Sorting `avg_by_hour` in desc. order with the key set as avg no. of comments for each hour (i.e. second element in each sublist inside the list 'avg_by_hour'):

In [26]:
avg_by_hour.sort(reverse=True, key=lambda row:row[1])

In [27]:
print(*avg_by_hour, sep='\n')

['15', 38.5948275862069]
['02', 23.810344827586206]
['20', 21.525]
['16', 16.796296296296298]
['21', 16.009174311926607]
['13', 14.741176470588234]
['10', 13.440677966101696]
['14', 13.233644859813085]
['18', 13.20183486238532]
['17', 11.46]
['01', 11.383333333333333]
['11', 11.051724137931034]
['19', 10.8]
['08', 10.25]
['05', 10.08695652173913]
['12', 9.41095890410959]
['06', 9.022727272727273]
['00', 8.127272727272727]
['23', 7.985294117647059]
['07', 7.852941176470588]
['03', 7.796296296296297]
['04', 7.170212765957447]
['22', 6.746478873239437]
['09', 5.5777777777777775]


## Conclusion

Displaying hour and corresponding avg no of comments for 
"Top 5 hours for Ask Posts comments":

In [28]:
for row in avg_by_hour[:5]:
    dateobj = dt.datetime.strptime(row[0], "%H")
    hour = dateobj.strftime("%H:%M")
    avg_comments = row[1]
    print("{}: {:.2f} average comments per post".format(hour, avg_comments))

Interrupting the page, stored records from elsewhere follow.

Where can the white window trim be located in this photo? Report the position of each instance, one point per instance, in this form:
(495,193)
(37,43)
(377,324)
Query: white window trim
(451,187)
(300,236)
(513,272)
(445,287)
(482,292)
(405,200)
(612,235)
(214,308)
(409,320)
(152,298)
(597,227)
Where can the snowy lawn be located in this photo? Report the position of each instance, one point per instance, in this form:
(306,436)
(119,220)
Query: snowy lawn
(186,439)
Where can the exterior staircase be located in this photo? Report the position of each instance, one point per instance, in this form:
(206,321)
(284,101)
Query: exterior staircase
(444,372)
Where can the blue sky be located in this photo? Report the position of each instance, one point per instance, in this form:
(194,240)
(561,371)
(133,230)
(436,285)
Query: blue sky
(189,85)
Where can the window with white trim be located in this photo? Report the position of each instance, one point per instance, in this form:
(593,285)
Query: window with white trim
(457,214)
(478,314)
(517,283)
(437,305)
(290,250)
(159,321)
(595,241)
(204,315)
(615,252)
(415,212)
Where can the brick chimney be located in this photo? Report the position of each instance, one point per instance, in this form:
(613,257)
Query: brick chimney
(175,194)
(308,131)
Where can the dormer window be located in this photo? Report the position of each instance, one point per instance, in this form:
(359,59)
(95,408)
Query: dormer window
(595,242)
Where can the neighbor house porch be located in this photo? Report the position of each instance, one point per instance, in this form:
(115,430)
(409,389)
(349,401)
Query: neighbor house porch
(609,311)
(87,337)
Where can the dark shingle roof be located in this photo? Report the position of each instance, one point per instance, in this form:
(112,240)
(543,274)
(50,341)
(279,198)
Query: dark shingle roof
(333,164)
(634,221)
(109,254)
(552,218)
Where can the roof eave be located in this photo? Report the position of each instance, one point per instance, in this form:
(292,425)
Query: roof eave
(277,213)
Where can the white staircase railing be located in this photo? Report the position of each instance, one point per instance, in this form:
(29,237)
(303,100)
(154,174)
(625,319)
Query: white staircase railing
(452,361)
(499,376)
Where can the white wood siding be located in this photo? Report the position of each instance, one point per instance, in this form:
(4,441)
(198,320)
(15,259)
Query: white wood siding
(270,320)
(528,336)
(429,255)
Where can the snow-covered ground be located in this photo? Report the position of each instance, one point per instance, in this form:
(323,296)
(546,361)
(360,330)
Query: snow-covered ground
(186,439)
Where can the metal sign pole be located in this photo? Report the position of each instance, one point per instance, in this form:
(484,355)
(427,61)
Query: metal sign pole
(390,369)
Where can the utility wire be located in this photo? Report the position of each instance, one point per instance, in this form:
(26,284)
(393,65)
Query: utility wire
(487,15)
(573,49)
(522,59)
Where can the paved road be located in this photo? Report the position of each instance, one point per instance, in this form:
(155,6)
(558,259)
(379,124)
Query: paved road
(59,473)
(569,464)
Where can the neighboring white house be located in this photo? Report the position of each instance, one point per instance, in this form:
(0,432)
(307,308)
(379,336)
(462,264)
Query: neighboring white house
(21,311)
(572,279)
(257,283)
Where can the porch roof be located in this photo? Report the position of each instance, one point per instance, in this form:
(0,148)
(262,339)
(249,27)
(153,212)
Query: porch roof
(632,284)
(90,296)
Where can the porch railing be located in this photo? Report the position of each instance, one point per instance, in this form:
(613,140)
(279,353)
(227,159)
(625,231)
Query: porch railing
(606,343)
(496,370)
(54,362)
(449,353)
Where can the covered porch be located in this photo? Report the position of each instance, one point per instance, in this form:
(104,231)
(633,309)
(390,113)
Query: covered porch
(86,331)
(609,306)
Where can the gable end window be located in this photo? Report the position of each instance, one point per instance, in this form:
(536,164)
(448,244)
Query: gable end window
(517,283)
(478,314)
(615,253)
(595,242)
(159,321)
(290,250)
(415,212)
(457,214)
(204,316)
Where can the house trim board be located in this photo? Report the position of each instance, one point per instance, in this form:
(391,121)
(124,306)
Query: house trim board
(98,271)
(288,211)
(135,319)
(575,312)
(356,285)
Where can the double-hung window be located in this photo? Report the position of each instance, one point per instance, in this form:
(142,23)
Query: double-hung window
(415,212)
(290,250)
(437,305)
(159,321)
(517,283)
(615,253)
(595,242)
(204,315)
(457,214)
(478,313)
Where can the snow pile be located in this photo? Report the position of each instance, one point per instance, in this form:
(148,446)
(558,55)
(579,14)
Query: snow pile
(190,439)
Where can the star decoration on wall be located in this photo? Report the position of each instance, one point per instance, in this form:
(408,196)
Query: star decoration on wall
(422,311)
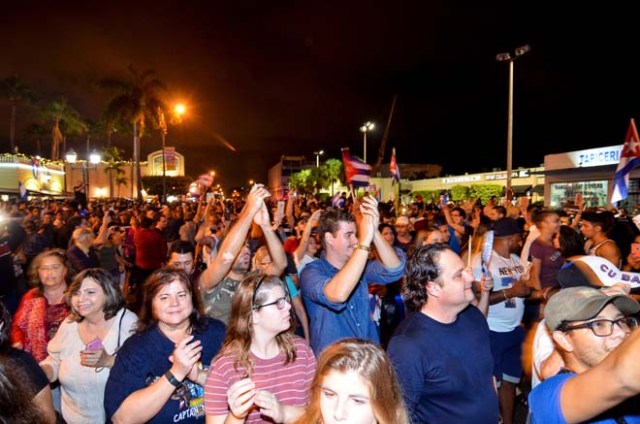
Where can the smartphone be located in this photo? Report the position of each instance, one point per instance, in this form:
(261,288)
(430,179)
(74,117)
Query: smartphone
(280,207)
(94,344)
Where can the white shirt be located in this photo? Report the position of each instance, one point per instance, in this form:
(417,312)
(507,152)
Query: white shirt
(82,388)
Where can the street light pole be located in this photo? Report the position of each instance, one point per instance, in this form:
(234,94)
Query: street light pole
(163,129)
(365,128)
(506,57)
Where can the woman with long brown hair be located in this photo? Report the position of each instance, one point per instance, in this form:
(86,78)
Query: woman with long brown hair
(355,382)
(263,369)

15:00: 38.59 average comments per post
02:00: 23.81 average comments per post
20:00: 21.52 average comments per post
16:00: 16.80 average comments per post
21:00: 16.01 average comments per post


Thus, posting at these hours seem to have a higher chance for receiving comments.